I once needed something to handle a bunch of downloads over an unreliable and slow network, under Windows. Let me tell you, wget for windows works just like the real thing.
What are the rules exactly, can you bundle free software such as wget with applications you develop?
@Apu — Well, I was thinking more along the lines of listing wget as a dependency — for Linux software, at least — and either using it if available, or just refusing to work without it. gPodder and (a bunch of) others could do this, for example.
For closed-source software, I’m not sure what the GPL would say about this kind of usage. In my mind, wget would be used purely as an external program to be called when a download is happening, so my suspicion is the GPL would allow it (it’s not a modification of wget, whose source is widely available), but I don’t honestly know and haven’t had reason to look into it.
@narc – Is it perhaps because the more popular IDE’s make use of wget? Or could be an issue of a compiled C app doesn’t want to include Perl? I’m asking because I don’t know.
@Apu – You can include wget with your proprietary software. There’s no conflict. GPL specifies you must 1.) Notify the user of the license, 2.) Provide the source, and 3.) Share your modifications with the original project.
So, if you aren’t modifying wget, then you’re in compliance. If your software includes either the source code for wget or a note offering to provide said source upon request (translation: link to the wget site in a text file), then you’re in compliance. Continuing in reverse order, you need to include a copy of the GPL license text.

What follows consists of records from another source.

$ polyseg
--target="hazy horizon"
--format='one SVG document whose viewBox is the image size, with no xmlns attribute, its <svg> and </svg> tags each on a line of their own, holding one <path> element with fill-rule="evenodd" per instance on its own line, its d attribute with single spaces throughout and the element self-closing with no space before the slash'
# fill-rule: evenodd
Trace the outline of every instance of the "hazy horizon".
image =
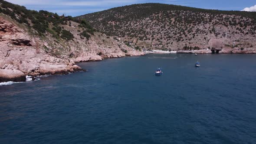
<svg viewBox="0 0 256 144">
<path fill-rule="evenodd" d="M 45 10 L 65 14 L 72 16 L 96 12 L 116 7 L 145 3 L 161 3 L 193 7 L 199 8 L 223 10 L 246 10 L 256 11 L 256 2 L 254 0 L 246 1 L 217 0 L 206 1 L 203 0 L 7 0 L 8 2 L 26 7 L 28 9 L 36 10 Z M 221 3 L 220 5 L 219 3 Z"/>
</svg>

Share modifications. Offer source. Include license.
It’s easy!
@romerican — Honestly, I’m not sure what relevance the question has. What I’m advocating is simply the use of wget as a purely external pre-requisite. Particularly since there are versions of it for pretty much any platform, including Macs, and it’s a purely command-line tool which is designed, if not precisely for being called in the background, then at least with that use case in mind.
This is one of the GNU tools that have been done very well indeed (and by no means the only one, either), so why not include it? But then, I suppose a lot of programmers are still working under the “not invented here” paradigm. Y’know, if it’s not invented here, it can’t be any good.